J’ai parcouru un stand dans la salle de lecture qui contenait des dizaines de livres à vendre, qui étaient tous à l’origine des journaux intimes ou des mémoires soumis aux archives. Parmi eux se trouvait Il tuo nome sulla neve (Votre nom dans la neige), un récit autobiographique de Clelia Marchi, une contadina de Mantoue. Après la mort de son mari dans un accident de la route en 1972, elle a écrit l’histoire de sa vie sur son drap conjugal, qu’elle a ensuite remis à la main aux archives (le drap, bourré de texte dense, est lui-même une œuvre d’art et est la pièce maîtresse de Piccolo de Pieve museo del diario, ou petit musée des journaux). J’ai pris un autre volume, les lettres d’Orlando Orlandi Posti, étudiant et partisan romain. En février 1944, il est arrêté par les SS et détenu dans une prison de la Gestapo, d’où il réussit à faire passer clandestinement des notes à sa mère cachées dans le col de ses chemises sales, qui seront collectées pour être blanchies. Il écrivit peu sur la guerre, et au lieu de nourriture, son amour pour sa mère et sa petite amie, et son désir de devenir médecin. C’était une ambition jamais réalisée, car moins de deux mois après son arrestation, il fut exécuté par les nazis dans les grottes Ardéatines à Rome. Il venait d’avoir 18 ans.

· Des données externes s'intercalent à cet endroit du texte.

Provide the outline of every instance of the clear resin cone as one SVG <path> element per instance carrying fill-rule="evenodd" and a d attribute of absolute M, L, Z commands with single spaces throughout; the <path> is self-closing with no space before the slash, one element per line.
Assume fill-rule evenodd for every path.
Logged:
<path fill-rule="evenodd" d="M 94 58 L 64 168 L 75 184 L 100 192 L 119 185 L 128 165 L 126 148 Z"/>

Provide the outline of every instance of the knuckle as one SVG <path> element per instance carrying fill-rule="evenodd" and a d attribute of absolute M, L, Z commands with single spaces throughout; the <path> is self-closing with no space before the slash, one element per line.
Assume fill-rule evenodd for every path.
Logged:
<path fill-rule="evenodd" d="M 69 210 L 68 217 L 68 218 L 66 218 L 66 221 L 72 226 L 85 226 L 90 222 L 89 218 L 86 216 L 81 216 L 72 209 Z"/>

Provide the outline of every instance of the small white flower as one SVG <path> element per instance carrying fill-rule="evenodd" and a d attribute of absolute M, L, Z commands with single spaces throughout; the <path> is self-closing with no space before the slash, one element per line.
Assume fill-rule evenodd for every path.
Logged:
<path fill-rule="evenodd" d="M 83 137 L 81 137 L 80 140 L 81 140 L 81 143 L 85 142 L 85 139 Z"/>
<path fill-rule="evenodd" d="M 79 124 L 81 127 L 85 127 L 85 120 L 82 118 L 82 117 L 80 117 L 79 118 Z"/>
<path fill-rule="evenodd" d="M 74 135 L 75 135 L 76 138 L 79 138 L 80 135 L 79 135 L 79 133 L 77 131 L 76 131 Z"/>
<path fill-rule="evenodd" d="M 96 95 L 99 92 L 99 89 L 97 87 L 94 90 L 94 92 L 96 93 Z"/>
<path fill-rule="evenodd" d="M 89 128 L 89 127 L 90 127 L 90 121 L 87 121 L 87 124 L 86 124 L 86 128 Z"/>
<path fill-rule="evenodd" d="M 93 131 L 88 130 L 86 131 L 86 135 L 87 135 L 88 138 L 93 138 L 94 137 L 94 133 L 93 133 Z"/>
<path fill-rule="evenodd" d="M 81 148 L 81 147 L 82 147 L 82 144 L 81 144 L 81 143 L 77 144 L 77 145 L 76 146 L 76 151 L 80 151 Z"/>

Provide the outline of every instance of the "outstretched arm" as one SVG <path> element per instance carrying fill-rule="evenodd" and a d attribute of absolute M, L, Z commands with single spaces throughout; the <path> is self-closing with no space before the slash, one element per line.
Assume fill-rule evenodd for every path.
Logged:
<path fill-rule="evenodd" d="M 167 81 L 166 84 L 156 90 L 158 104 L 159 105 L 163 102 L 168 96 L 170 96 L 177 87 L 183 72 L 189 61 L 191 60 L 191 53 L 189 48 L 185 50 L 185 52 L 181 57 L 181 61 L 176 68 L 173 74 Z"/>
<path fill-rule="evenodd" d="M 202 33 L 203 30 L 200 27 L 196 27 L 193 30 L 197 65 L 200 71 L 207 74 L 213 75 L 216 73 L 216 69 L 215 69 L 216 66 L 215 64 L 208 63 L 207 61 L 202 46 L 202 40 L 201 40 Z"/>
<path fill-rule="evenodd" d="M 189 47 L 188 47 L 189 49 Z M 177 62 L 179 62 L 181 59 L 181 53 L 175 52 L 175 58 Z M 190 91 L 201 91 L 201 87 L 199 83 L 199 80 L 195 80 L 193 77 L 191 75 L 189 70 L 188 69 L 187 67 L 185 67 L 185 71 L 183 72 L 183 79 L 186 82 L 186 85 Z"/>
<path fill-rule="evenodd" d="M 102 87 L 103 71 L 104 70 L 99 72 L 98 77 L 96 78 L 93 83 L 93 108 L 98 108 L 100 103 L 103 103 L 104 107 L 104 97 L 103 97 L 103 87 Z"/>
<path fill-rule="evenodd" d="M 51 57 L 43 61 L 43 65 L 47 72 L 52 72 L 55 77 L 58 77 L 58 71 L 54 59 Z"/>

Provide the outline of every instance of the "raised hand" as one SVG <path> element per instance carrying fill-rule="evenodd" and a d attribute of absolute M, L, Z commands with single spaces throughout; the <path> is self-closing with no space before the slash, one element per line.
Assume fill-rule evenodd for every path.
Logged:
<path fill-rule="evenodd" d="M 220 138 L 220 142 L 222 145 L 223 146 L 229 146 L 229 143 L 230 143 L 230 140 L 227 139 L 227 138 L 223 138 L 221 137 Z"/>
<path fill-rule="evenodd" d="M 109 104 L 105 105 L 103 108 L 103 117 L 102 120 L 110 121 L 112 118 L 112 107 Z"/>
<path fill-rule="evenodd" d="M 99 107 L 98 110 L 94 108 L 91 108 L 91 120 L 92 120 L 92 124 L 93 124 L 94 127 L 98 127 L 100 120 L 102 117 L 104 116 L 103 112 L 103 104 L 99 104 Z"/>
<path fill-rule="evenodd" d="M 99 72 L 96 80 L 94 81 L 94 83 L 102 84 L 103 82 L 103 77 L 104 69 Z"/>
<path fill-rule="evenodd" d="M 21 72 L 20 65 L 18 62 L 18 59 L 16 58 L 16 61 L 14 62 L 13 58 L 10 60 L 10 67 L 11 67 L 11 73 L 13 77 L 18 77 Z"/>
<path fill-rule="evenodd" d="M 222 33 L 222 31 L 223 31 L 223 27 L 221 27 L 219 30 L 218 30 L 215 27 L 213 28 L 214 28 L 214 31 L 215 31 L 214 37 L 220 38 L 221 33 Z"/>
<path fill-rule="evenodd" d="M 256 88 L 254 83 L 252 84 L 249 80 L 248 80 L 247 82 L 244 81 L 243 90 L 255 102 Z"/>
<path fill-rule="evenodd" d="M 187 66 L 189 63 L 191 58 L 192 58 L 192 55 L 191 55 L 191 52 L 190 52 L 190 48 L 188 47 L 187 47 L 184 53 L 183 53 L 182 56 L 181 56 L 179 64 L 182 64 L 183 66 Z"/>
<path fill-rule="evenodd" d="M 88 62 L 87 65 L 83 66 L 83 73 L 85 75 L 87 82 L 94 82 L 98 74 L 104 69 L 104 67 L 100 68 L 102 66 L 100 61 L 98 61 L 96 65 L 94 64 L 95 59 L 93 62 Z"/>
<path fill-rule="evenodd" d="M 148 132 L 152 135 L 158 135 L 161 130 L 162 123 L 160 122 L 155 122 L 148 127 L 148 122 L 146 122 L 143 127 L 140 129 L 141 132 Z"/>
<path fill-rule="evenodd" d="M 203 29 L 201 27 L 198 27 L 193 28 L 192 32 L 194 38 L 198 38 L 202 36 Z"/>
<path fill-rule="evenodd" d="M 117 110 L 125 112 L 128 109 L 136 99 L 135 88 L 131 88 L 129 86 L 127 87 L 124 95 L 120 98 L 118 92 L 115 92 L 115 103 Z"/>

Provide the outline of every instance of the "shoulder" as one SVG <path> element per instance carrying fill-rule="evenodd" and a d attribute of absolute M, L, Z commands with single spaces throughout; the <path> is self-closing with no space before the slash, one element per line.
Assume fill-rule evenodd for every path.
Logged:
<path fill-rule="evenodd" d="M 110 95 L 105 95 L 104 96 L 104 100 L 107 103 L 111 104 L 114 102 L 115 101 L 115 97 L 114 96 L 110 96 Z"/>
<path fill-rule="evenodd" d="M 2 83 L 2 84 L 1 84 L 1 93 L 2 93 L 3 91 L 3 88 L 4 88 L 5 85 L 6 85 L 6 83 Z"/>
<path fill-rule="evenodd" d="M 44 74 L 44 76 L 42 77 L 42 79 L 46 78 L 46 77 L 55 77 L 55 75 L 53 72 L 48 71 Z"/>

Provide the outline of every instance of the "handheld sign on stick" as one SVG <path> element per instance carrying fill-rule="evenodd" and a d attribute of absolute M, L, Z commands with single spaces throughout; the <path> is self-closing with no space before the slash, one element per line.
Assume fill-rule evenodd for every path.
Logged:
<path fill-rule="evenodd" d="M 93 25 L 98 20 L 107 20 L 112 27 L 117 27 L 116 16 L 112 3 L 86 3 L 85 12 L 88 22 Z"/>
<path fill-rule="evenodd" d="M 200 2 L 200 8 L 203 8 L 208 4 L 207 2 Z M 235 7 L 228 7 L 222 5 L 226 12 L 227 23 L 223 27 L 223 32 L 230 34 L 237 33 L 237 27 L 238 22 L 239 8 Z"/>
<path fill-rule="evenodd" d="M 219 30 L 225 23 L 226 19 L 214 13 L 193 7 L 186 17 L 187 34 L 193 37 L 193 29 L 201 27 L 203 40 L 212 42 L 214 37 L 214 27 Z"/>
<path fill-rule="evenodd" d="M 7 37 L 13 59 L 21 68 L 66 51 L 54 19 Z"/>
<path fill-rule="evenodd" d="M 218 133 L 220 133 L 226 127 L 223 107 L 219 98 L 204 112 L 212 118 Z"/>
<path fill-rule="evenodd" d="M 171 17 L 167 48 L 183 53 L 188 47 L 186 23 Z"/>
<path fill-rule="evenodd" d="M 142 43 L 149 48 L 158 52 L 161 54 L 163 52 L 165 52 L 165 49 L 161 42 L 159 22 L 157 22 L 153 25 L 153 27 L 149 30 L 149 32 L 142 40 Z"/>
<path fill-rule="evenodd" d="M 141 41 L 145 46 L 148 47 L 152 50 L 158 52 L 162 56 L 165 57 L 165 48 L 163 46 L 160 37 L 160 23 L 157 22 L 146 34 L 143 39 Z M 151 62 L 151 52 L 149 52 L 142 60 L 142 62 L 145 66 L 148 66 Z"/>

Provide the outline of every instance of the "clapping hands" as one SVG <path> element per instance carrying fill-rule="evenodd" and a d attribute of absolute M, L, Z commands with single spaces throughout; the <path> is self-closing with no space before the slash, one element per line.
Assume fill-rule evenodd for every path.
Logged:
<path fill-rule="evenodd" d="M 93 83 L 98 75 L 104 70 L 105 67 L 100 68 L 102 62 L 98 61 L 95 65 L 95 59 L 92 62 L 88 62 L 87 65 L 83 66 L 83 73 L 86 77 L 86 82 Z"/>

Sur le vol de retour, j’ai plongé dans ces livres, souvent en reniflant de rire ou, dans le cas des lettres d’Orlandi Posti, en réprimant l’envie de fondre en larmes. Chacun d’eux semblait miraculeux, non seulement à cause des histoires qu’il contenait, mais à cause de son parcours du tiroir au livre de poche ; sans les archives, son ambition borgésienne, son idéalisme et son équipe héroïque à la recherche d’or littéraire, ces écrits seraient devenus la nourriture des souris. Si je pouvais voyager dans le temps, aurais-je sauvegardé mon journal de Bologne et l’aurais-je envoyé dans des archives comme Pieve ? Probablement pas, bien que je sois heureux qu’un endroit comme Pieve existe, où d’autres, plus gentils avec eux-mêmes, pourraient envoyer leurs pensées les plus intimes, permettant à un étranger d’écouter.